Friday, 22 September 2017

German Federal Court of Justice rules that GS Media presumption of knowledge does not apply to Google Images

Is Google responsible for the lawfulness of the images displayed through its Images search service?

According to the German Federal Court of Justice (Bundesgerichtshof - BGH), the answer is NO.

In a judgment delivered yesterday (I ZR 11/16 - Preview III) the BGH relied on the decision of the Court of Justice of the European Union (CJEU) in GS Media, C-160/15 [Katposts here] and dismissed the action that the operator of a photography website had brought against Google and its search engine.

Background

The applicant’s website includes a restricted (password-protected) area to which customers can only access upon payment of a fee. Once there, customers are able to download the photographs placed in this area to their computers.

Some of these photographs were re-uploaded unlawfully by customers onto freely accessible websites. Relevant thumbnails were subsequently indexed on Google Images from such freely accessible sites.

According to the applicant, by indexing and displaying thumbnails of the photographs to which it owns the copyright, Google had infringed its own exclusive right of communication to the public pursuant to § 15(2) UrhG [the German Copyright Act, by which this Member State transposed Article 3(1) of the InfoSocDirective into its own national law].

The BGH held that Google had not infringed the applicant’s copyrights for displaying thumbnails of and links to photographs publicly available on the internet without the applicant’s consent.

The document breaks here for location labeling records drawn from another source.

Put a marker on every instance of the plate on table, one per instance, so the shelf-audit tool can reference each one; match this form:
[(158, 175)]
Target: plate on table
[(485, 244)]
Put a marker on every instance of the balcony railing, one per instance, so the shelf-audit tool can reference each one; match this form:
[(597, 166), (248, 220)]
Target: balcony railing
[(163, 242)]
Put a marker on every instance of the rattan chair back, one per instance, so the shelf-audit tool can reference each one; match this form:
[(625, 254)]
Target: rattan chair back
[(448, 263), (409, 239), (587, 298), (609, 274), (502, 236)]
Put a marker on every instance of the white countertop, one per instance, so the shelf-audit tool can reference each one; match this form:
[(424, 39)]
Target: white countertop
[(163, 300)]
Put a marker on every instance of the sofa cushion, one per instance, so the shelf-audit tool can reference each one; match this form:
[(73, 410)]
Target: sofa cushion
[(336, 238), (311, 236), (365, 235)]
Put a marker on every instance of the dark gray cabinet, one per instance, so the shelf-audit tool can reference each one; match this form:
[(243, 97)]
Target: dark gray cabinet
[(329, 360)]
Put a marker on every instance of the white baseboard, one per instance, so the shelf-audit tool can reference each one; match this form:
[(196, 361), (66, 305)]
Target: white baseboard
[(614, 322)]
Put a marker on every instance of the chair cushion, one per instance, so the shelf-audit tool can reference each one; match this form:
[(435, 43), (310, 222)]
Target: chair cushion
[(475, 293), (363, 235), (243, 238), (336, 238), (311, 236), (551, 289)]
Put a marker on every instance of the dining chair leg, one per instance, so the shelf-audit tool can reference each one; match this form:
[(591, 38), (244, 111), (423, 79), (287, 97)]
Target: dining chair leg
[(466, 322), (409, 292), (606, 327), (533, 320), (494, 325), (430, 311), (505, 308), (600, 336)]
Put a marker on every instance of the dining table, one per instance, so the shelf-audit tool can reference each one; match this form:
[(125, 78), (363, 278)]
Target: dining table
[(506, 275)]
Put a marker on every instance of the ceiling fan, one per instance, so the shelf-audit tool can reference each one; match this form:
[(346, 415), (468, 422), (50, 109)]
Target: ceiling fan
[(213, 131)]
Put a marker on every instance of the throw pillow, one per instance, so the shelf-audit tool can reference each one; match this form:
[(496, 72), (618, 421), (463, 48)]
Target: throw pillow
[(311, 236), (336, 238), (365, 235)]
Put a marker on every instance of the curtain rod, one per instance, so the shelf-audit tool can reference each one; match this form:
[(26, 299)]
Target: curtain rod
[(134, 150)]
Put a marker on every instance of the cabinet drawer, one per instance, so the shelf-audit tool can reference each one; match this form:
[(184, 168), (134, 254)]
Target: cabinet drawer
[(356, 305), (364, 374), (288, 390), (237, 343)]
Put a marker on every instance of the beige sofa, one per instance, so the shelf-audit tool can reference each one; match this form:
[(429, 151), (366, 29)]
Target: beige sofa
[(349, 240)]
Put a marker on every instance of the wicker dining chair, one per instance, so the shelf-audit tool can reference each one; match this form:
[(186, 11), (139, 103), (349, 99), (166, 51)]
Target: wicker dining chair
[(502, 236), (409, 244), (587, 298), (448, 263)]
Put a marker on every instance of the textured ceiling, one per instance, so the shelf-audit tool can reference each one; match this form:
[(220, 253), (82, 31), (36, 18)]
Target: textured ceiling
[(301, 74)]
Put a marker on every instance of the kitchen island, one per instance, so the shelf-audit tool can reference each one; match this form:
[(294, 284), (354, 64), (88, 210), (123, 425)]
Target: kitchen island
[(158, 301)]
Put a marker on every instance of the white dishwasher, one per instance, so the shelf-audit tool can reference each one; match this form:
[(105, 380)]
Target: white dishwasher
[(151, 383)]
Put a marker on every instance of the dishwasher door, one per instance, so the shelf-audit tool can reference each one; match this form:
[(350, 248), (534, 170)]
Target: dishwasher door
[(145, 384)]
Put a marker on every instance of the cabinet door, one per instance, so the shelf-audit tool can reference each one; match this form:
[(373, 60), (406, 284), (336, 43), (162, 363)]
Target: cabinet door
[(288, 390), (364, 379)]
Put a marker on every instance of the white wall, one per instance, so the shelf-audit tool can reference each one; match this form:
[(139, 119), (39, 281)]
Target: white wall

Visual map on linking after GS Media, available here
GS Media and the presumption of knowledge for profit-making operators

As mentioned, to reach this conclusion the BGH relied on the CJEU decision in GS Media, according to which the posting of a link to a freely accessible website on which a copyright work is available without the permission of the relevant rightholder falls within the scope of Article 3(1) of the InfoSoc Directive if the link provider knew or could reasonably know that the content linked to had been made available without the rightholder’s consent.

The BGH also recalled that in GS Media the CJEU had stressed the importance of the internet to freedom of expression and of information, and that hyperlinks contribute to its sound operation as well as to the exchange of opinions and information in that network characterized by the availability of immense amounts of information [para 45 of GS Media].

However, in GS Media, the CJEU also stated that if the link provider operates for profit [as is the case of a search engine like Google], then

“it can be expected that the person who posted such a link carries out the necessary checks to ensure that the work concerned is not illegally published on the website to which those hyperlinks lead, so that it must be presumed that that posting has occurred with the full knowledge of the protected nature of that work and the possible lack of consent to publication on the internet by the copyright holder. In such circumstances, and in so far as that rebuttable presumption is not rebutted, the act of posting a hyperlink to a work which was illegally placed on the internet constitutes a ‘communication to the public’ within the meaning of Article 3(1) of Directive 2001/29.” [para 51 of GS Media]

So?

According to the BGH this presumption does NOT apply to search engines and for links displayed by search engines because of the particular importance of search services for the functioning of the internet. According to the German court, the provider of a search function cannot be expected to check the lawfulness of the images automatically retrieved from publicly accessible websites.

Google Image Search for IPKat
Conclusion

The BGH’s take on GS Media is an interesting one, and it will be important to read the full text of the judgment once it becomes available.

It appears that the German court’s decision was justified by concerns relating to the possible disruptive effects that a strict application of CJEU case law would have on the broader functioning of the internet. In this sense, the decision echoes the tones used – way more vigorously than what the CJEU judgment does – by Advocate General (AG) Wathelet in his Opinion in GS Media [here]. The AG rejected the very idea that linking should fall within the scope of copyright protection at all. Holding otherwise “would significantly impair the functioning of the Internet and undermine one of the main objectives of Directive 2001/29, namely the development of the information society in Europe. Such an interpretation could also distort the ‘fair balance of rights and interests between the different categories of rightholders, as well as between the different categories of rightholders and users of protected subject-matter’.” [para 77 of the AG Opinion].

This said, it does not appear that – after GS Media – CJEU jurisprudence on the right of communication to the public has become less stringent: the decisions in Filmspeler [here] and Ziggo [here] are telling instances.

Finally, with particular regard to the issue of image search engines, readers might remember that last year France adopted a law (LOI n° 2016-925 du 7 juillet 2016 relative à la liberté de la création, à l'architecture et au patrimoine) [this is the version currently in force] that would require search engines displaying thumbnails of copyright works to be part of a compulsory collective management system for the reproduction of photographs and images [here and here].

After France and Germany (and amidst all activity and activism of the CJEU) it will be crucial to see how legislatures and courts - both around the EU and at the EU level - will position themselves in relation to online issues.